Other offices have partisan primary races. This means that the primary election determines which candidate represents a given party in the general election.

For example, the Nebraska governor’s race has two Republicans and three Democrats in the primary. There will be two winners — one for each party, and those two will go on to appear on the general election ballot.

Some races, both nonpartisan and partisan ones, won’t be on the primary ballot because the number of candidates is small enough that they all advance to the general election.

For example, there’s only one Democratic candidate for secretary of state (a statewide, partisan race) but there are two Republican candidates, so voters who vote the Democratic ballot won’t see secretary of state as an option but those who vote the Republican ballot will.

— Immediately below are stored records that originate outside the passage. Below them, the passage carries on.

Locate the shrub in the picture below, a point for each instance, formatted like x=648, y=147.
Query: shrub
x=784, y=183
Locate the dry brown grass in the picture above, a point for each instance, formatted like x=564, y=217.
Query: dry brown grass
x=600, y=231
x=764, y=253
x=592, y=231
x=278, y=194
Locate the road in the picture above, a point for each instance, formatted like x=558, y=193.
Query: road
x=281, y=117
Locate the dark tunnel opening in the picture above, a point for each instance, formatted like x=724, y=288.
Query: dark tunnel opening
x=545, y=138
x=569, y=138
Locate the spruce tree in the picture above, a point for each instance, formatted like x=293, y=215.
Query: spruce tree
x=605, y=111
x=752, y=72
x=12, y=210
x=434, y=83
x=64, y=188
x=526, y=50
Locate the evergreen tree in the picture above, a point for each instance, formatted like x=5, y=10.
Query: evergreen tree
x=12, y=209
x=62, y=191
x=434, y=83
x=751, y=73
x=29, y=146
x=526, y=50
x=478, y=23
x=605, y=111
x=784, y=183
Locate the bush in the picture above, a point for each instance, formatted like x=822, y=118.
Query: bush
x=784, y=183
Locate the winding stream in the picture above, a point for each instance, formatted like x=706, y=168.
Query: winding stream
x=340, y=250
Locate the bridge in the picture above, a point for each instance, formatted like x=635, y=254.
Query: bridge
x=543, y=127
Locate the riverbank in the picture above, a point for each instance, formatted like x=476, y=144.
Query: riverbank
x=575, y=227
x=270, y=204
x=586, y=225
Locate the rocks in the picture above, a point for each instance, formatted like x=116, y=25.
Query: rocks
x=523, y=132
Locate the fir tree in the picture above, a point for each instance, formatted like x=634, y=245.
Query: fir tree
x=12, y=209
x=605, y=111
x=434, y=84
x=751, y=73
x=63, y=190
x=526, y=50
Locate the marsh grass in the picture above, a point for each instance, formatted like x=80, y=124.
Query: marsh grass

Omaha Public Schools’ bond issue

Residents in the Omaha Public School District will have an issue on their ballots, in addition to the primary candidates running for representation of their districts. OPS voters will decide to grant or not grant a bond to fund the school district. You can find out more about this issue from Go Vote, Omaha.

Who Can Vote

You are eligible to vote in Nebraska if you are:

  1. A Nebraska resident; and
  2. A US citizen; and
  3. At least 18 years old OR 17 years old but you’ll be 18 by Nov. 6, 2018; and
  4. Have never been convicted of a felony OR have been convicted of a felony but have completed your entire sentence (including probation/parole and incarceration), plus 2 years of wait-time. (Citizens with misdemeanor convictions or citizens who have spent time in jail, including while awaiting trial, do not lose their right to vote.)

What about political parties?

Voters must select a political party when they register. There are four recognized parties: Republican, Democratic, Libertarian and Nonpartisan.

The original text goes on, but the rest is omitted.